Now I just need to keep the “mother plants” pruned after flowering or it will become one great garden of hibiscus!

Leave the Leaves–Some Places


You probably will be seeing scenes like this shortly all over people’s posts. You’ll see a montage of nice colorful scenes here on Wednesday. Autumn is one of the nicest times to live where I live.

And for the most part, I do try to garden sustainably on the land that I have (although I read something the other day that suggested that the way I garden is “ecologically” not sustainably. That’s something for another post–maybe).

What I try to do is to leave most of the leaves where they fall. But of course, there are limits to this.


This is one afternoon’s worth of maple leaves. They had been cleared the day before. Obviously, they can’t remain on the driveway. Not only do they become a hazard to driving, but at some point, the drift would become so deep we would have to leave our home by the back entrance.

And they can’t remain on the lawn either. They kill the grass. If you get them early enough, you can chop them with a mower and mulch them into the lawn–but when this much is falling every day, that doesn’t work.

They can–and do–remain in my garden beds. Thankfully there are lots of garden beds to absorb them.

The rest are moved to the curb where the town collects them. Only the leaves from the lawn and the driveway get collected. The rest stay on site for us–either mulching the beds in place, or blowing–or being blown–into our woods.

A Tale of Two Lawns


This is my front lawn right now. You know that we are completely organic and that we don’t irrigate at all–the only water this lawn has gotten all summer it got when it rained–and this is a slope, obviously (this abuts the ski slope driveway that I occasionally reference or photograph).

Obviously because we are organic there have been no pesticides used at all. Occasionally we use a corn meal gluten fertilizer in the spring. I don’t recall if we did this year but we certainly don’t do so yearly.


Not all parts of the lawn look so fabulous but they’re all equally lush. This section, as you might be able to tell, is right next to the road. It’s got lots of clover for the bees, some plantain, and some creeping Charlie (or Jenny, depending on which common name you prefer).

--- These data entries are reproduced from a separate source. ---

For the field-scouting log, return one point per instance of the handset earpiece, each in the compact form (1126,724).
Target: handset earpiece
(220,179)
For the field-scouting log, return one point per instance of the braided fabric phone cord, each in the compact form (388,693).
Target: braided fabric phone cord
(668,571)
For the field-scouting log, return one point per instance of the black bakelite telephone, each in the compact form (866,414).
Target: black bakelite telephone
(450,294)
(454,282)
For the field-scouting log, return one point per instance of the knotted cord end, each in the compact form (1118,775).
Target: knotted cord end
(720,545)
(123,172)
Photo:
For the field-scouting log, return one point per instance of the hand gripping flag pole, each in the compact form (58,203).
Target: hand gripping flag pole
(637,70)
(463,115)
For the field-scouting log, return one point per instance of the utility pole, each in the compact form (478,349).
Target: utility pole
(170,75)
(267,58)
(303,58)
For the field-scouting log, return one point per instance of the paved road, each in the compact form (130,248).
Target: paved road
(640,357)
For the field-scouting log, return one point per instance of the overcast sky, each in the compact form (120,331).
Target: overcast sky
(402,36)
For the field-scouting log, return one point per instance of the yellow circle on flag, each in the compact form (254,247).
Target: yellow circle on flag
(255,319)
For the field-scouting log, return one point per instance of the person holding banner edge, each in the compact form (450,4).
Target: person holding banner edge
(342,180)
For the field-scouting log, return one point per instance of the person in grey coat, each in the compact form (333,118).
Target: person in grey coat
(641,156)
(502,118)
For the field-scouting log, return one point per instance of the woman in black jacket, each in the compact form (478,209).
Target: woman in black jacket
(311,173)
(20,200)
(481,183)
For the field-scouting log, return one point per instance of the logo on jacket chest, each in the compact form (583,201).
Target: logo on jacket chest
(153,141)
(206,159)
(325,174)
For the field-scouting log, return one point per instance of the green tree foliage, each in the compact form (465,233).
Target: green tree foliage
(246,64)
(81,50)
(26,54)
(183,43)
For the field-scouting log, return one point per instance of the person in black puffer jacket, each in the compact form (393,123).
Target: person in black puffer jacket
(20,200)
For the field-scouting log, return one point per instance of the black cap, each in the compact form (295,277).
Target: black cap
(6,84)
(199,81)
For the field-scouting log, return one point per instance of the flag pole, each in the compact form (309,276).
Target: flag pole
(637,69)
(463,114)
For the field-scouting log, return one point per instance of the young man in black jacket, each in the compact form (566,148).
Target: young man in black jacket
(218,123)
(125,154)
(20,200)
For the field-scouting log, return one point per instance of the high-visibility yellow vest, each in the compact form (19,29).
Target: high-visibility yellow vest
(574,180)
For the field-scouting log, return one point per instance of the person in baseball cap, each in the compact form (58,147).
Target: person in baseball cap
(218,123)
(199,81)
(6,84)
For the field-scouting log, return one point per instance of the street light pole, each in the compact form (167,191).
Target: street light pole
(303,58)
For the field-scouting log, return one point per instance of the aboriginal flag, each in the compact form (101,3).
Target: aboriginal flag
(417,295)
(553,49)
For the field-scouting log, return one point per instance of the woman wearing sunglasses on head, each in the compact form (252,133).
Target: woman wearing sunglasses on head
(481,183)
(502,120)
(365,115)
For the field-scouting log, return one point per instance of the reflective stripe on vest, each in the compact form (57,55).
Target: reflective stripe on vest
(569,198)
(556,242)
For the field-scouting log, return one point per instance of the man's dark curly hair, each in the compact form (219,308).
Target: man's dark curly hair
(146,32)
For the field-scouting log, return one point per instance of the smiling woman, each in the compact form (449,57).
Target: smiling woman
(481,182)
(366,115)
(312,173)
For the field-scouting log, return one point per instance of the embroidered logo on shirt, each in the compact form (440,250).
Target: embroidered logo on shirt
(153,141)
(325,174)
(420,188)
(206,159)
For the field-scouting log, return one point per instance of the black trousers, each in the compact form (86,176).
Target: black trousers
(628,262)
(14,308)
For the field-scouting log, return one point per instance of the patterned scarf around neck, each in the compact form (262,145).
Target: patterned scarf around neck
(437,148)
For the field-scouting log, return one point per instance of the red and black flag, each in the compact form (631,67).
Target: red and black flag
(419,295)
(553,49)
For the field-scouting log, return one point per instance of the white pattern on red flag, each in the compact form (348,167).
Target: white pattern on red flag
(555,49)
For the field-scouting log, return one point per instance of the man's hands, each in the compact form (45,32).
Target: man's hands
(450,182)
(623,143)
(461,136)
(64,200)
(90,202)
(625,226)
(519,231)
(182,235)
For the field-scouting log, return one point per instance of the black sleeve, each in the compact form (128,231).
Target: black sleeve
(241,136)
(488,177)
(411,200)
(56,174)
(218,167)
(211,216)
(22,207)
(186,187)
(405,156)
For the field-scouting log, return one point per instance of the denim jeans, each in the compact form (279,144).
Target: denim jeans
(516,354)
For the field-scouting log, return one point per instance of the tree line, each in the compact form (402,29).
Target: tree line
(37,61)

Now, not to engage in neighbor shaming but this is just one of several of my neighbor’s lawns that looks like this. What do they all have in common?

First, supplemental irrigation. This lawn gets watered twice a day, whether it needs it or not. Mushrooms are growing here, and I have seen the sprinklers going in the rain.

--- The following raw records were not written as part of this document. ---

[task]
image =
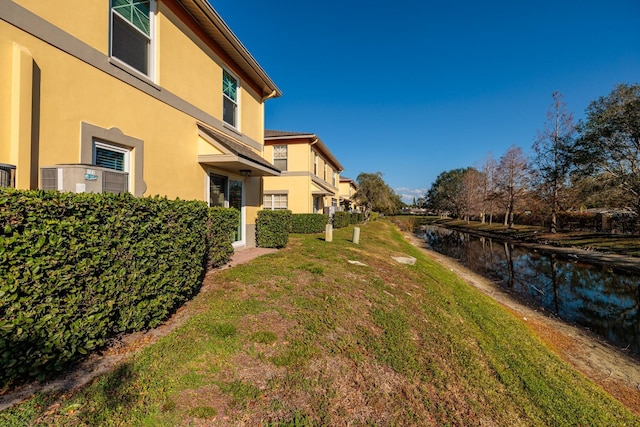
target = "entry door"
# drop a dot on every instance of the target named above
(235, 201)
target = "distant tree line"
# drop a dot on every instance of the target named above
(594, 163)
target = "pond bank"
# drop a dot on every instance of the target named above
(611, 368)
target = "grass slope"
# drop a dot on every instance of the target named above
(302, 337)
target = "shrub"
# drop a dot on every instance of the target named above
(78, 269)
(341, 219)
(223, 223)
(308, 223)
(357, 218)
(272, 228)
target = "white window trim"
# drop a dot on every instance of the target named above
(272, 197)
(117, 149)
(286, 147)
(237, 102)
(152, 42)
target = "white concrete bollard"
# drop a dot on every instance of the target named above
(328, 233)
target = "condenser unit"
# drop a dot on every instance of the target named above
(79, 178)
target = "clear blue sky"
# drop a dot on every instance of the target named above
(415, 88)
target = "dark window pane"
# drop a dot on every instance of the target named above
(130, 45)
(229, 111)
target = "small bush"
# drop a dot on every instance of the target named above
(341, 219)
(272, 228)
(222, 226)
(357, 218)
(308, 223)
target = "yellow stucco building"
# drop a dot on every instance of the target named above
(348, 188)
(310, 173)
(151, 97)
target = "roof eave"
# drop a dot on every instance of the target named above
(236, 49)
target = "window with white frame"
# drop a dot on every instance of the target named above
(315, 163)
(275, 201)
(280, 155)
(131, 33)
(229, 99)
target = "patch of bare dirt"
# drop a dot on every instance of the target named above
(612, 369)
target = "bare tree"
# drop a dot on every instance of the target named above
(553, 159)
(469, 197)
(608, 145)
(512, 180)
(488, 189)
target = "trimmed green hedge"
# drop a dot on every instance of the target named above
(78, 269)
(272, 228)
(341, 219)
(309, 223)
(223, 223)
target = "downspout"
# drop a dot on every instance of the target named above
(315, 140)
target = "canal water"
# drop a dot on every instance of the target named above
(599, 297)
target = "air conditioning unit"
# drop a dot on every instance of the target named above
(7, 175)
(329, 210)
(79, 178)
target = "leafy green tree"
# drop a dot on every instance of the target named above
(444, 192)
(553, 156)
(374, 194)
(608, 145)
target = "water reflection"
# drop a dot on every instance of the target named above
(599, 297)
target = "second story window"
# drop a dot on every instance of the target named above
(229, 99)
(315, 164)
(131, 33)
(280, 157)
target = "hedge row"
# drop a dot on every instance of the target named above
(309, 223)
(272, 228)
(79, 269)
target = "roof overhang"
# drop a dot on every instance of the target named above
(218, 30)
(314, 140)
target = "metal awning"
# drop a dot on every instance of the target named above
(321, 189)
(236, 157)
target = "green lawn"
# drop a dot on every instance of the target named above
(303, 337)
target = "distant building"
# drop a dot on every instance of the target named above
(310, 173)
(348, 188)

Next, this lawn gets cut religiously once a week, again whether it needs it or not–although with all that watering, it sure needs cutting a lot more than ours!

Finally pesticides. It seems that I regularly have to avoid the street in front of this house because of some sort of pesticide treatment. I used to think there was a “4-step” lawn care program. In my neighborhood, I think pesticides are applied every 2 weeks–& I am not kidding! And yet–this.

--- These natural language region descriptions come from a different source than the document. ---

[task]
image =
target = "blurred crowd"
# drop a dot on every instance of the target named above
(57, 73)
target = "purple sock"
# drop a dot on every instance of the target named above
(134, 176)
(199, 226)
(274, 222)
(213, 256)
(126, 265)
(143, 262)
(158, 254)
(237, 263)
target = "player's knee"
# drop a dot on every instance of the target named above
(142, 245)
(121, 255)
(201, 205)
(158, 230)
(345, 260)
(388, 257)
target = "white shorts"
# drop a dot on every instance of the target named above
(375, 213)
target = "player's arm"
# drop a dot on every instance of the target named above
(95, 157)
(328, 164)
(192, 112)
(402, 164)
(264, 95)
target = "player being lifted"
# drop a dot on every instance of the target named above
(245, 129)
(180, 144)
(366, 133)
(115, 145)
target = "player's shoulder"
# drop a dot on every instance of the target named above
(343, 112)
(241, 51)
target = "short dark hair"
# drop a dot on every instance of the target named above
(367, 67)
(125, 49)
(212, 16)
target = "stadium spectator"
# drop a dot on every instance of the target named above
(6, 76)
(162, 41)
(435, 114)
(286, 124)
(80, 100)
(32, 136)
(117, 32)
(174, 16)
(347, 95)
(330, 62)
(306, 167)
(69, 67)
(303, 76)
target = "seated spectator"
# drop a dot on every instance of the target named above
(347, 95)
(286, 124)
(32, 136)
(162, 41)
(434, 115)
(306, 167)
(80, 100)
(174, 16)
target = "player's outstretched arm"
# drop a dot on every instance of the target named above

Whenever I lecture and say I am an organic gardener, I will get asked about weeds, to which I shrug and say that many of our so-called lawn weeds are actually nectar sources for bees and butterflies.

Then I am asked about grubs and I am genuinely mystified. It’s not that we don’t have grubs–I will find larva in our gardens when I am planting.

It’s just that we don’t have them in any quantity to do damage. I attribute that to our organic property. Birds come and feast on the grub larva before they can do any damage. They won’t eat from poisoned lawns–would you?